L'atelier du 21 janvier 2015 : le langage en habits de fête

Après la visite de Dominique Bourgois le matin, Michel Volkovitch animait l’atelier du 21 janvier à l’ETL : de l’usage de la métrique en traduction.

par Lucie Roignant, stagiaire de la promotion 2015-2016

 

Michel Volkovitch ouvre la séance par des alexandrins à la gloire de l’ETL, qui ne sont autres qu’un détournement de l’Athalie de Racine. Ce « drogué des vers rythmés », comme il se définit lui-même, est venu essayer de traduire des vers avec nous. « Le vers avec son resserrement, nous dit-il, c’est le langage qui met ses habits de fête ». Michel Volkovitch adore en fabriquer, c’est une gymnastique amusante, austère mais voluptueuse.

Mais traduire des vers, à quoi ça rime ? On rencontre souvent des vers, des extraits de poèmes ou des chansonnettes en traduisant de la prose, et ne pas les traduire en vers reviendrait à dire une chanson sans sa musique. Le travail du vers dépasse le cadre de la poésie. Le vers, c’est la fondation de la maison, le rythme, la respiration du texte. Apprendre à traduire le vers, c’est apprendre à mieux traduire la prose.

Pour présenter Michel Volkovitch, il nous faut tout d’abord dire qu’il est traducteur du grec, mais qu’il intervient également à Paris VII (master de traduction) et au Centre européen de Traduction littéraire de Bruxelles où il donne des séries d’ateliers d’écriture et enseigne la versification classique. Il a pour coutume d’embêter ses étudiants avec des exercices comme le poème à trous, les vers boiteux, le compte à rebours, les bouts rimés et, cerise sur le gâteau, la conversion de polars en sonnets (avec Jean-Patrick Manchette, par exemple).

Avant de nous faire traduire du grec, Michel Volkovitch a donc décidé de nous manger à l’une de ces sauces-là, histoire de s’échauffer un peu ! Il s’agira donc de plonger notre nez dans La Fontaine, odieusement transformé par notre intervenant de l’après-midi en poète boiteux : notre lecteur saura-t-il discerner le vrai du faux entre ces deux vers ?

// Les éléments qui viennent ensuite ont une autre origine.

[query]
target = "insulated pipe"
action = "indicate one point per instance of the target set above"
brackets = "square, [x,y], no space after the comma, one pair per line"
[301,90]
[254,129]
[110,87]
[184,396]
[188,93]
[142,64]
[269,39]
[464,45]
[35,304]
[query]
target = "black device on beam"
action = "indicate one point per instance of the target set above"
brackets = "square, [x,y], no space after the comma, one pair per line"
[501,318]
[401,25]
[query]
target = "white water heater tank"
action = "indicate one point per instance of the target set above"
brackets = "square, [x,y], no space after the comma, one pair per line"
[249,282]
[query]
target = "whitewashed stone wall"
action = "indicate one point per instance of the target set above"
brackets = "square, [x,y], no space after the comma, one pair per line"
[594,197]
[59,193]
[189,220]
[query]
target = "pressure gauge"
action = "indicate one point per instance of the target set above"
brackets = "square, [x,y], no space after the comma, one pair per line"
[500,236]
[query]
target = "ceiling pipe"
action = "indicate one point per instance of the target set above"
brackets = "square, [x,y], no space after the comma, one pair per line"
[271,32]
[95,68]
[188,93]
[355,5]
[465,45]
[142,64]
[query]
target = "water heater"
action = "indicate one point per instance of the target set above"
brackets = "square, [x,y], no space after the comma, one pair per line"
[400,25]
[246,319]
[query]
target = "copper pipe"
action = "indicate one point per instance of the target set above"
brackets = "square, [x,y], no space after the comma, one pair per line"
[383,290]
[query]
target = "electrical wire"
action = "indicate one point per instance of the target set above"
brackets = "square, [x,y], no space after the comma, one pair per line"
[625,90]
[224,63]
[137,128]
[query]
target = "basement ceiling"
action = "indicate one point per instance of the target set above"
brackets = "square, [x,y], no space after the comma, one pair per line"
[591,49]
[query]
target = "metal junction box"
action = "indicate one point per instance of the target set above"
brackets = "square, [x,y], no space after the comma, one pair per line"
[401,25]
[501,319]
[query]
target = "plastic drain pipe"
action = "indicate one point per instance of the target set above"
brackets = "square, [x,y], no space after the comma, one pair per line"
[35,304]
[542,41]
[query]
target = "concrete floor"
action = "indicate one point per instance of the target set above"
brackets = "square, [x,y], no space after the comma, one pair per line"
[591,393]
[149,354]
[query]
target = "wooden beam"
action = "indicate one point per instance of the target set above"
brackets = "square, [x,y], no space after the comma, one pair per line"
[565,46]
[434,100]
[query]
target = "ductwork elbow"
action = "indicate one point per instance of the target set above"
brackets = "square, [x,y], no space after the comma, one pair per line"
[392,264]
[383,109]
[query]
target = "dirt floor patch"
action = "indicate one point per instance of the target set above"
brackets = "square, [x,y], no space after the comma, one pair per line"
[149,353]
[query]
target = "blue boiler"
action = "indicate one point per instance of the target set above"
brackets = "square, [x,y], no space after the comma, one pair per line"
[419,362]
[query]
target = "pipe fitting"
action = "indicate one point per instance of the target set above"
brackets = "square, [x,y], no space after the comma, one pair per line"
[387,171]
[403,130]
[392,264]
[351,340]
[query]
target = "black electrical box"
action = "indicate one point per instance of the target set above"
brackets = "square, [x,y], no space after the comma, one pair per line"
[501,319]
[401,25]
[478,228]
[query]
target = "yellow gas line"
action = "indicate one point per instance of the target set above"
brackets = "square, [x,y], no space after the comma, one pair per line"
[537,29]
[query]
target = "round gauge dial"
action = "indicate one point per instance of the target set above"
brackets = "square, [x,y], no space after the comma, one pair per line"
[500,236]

  1. Ils jouaient un rôle d’acteurs en mon ouvrage
  2. Je les faisais servir d’acteurs en mon ouvrage

Vous l’avez senti vous aussi, n’est-ce pas ? Le premier vers est du faux La Fontaine, car dans la versification classique, le e muet en fin d’hémistiche est interdit, à moins qu’il ne précède une voyelle ! Au-delà de nous rappeler les règles classiques de la versification, cet exercice nous montre bien à quel point il est nécessaire que le traducteur « sente » le bon alexandrin, sache à coup sûr le distinguer du boiteux. Une fois ces bases assurées, Michel Volkovitch nous rappelle que l’alexandrin boiteux est lui aussi un excellent outil en traduction : Jacques Réda n’a-t-il pas détourné le vers classique pour décrire un chantier dans son poème Vue de Montparnasse ? Voilà bien la plus belle utilisation possible de la métrique.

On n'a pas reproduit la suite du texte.